Finding the right abstraction for power analysis and optimization comes from tool integration.
Power-aware design is still a relatively new concern for many semiconductor products, and since inception it has changed several times and in different ways.
Initially people were concerned about peak power. Today, they care about peak, total energy, thermal and other effects. The industry has tried several abstractions ranging from system-level analysis, which promised to swamp implementation-level optimization, to diving down to the gate level with physical details providing accuracy. And today, the industry is centered around RTL power models and tools.

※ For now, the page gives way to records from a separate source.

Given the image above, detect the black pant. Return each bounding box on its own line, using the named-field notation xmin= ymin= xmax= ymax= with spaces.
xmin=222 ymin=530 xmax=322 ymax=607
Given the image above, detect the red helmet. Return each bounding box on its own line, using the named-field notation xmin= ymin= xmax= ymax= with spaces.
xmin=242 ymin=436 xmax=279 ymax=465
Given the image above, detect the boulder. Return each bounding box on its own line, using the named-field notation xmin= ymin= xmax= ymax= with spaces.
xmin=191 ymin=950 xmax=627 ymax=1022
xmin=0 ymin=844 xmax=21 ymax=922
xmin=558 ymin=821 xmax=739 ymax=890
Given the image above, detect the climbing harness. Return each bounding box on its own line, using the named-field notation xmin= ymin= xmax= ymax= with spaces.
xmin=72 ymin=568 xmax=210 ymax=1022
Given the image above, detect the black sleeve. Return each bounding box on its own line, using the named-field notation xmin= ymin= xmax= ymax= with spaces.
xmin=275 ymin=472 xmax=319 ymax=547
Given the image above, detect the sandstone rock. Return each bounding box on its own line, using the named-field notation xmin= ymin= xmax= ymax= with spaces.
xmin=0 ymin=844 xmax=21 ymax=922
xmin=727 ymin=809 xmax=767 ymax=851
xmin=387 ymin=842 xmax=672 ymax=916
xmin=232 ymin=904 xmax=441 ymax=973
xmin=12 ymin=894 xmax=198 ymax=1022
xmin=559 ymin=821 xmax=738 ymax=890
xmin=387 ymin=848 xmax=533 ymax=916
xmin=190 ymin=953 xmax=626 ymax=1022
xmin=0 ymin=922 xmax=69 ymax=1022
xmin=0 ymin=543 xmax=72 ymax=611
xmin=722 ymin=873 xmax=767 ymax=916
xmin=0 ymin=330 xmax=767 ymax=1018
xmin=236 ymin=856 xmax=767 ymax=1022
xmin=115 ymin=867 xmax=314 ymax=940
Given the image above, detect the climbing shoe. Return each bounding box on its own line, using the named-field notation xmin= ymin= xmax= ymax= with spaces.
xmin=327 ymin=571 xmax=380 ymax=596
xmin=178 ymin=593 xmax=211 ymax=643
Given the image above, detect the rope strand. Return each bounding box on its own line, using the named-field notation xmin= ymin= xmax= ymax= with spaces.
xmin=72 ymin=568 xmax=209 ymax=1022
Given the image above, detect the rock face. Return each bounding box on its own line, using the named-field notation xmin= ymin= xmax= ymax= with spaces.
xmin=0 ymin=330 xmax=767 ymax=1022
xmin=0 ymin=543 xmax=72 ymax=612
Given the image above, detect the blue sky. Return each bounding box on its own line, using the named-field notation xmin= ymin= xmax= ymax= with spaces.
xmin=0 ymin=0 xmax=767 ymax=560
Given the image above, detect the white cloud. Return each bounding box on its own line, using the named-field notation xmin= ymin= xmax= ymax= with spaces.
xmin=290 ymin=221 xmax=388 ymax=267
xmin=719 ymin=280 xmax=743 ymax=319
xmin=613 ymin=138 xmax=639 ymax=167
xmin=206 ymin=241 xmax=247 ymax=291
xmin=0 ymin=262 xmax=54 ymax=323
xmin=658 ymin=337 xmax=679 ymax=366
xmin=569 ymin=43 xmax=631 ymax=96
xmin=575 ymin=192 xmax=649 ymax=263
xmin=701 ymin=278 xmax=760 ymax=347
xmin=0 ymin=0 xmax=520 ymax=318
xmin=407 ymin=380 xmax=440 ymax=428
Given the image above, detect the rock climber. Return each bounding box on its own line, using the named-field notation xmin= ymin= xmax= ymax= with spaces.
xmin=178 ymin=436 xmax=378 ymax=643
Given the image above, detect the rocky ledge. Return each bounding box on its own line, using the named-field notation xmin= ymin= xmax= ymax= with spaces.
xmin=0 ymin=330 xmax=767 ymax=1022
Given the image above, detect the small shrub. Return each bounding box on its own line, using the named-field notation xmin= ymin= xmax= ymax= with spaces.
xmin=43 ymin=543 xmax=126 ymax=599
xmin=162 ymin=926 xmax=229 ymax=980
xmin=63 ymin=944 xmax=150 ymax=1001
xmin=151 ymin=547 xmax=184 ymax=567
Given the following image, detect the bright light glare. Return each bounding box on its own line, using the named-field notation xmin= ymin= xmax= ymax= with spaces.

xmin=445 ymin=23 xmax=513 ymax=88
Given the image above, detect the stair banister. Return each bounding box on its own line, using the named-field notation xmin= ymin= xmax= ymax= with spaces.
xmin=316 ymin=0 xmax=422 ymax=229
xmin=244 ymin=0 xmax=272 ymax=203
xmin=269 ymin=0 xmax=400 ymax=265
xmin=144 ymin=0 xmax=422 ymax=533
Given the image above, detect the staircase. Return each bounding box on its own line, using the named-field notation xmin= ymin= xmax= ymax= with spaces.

“Power has meant different things to different people over the years,” says Rob Knoth, product management director for Cadence Design Systems. “Part of that is a reflection of where the EDA tools are and what the tools can actually deliver. Another component is what people are being pushed to design. That has shifted from the frequency wars to power discussions, to looking now at energy rather than power.”
New implementation technologies are adding reasons why power has to be managed more than in the past. “Managing power consumption and power noise are huge concerns for designs at smaller nodes because they can directly cause design failures,” says Preeti Gupta, director of RTL product management at ANSYS. “Higher device capacitance, interconnect resistance, and current densities at 7nm/5nm underscore the importance of dynamic power and thermal management. Design and manufacturing costs for lower geometry nodes are mounting, and in order to manage cost and resources, design teams need to ensure first-silicon success. These considerations are mandating a shift in design methodology toward earlier analysis, which can influence better downstream decisions and catch design issues in a timely manner.”
Architectural power
Early analysis can lead to the largest gains. “Certainly, higher abstraction provides more analysis capabilities and is much faster,” says Mohammed Fahad, product specialist at Mentor, a Siemens Business. “Estimating power at a higher abstraction level becomes even more attractive to the user since it requires less preparation from a data readiness point of view.”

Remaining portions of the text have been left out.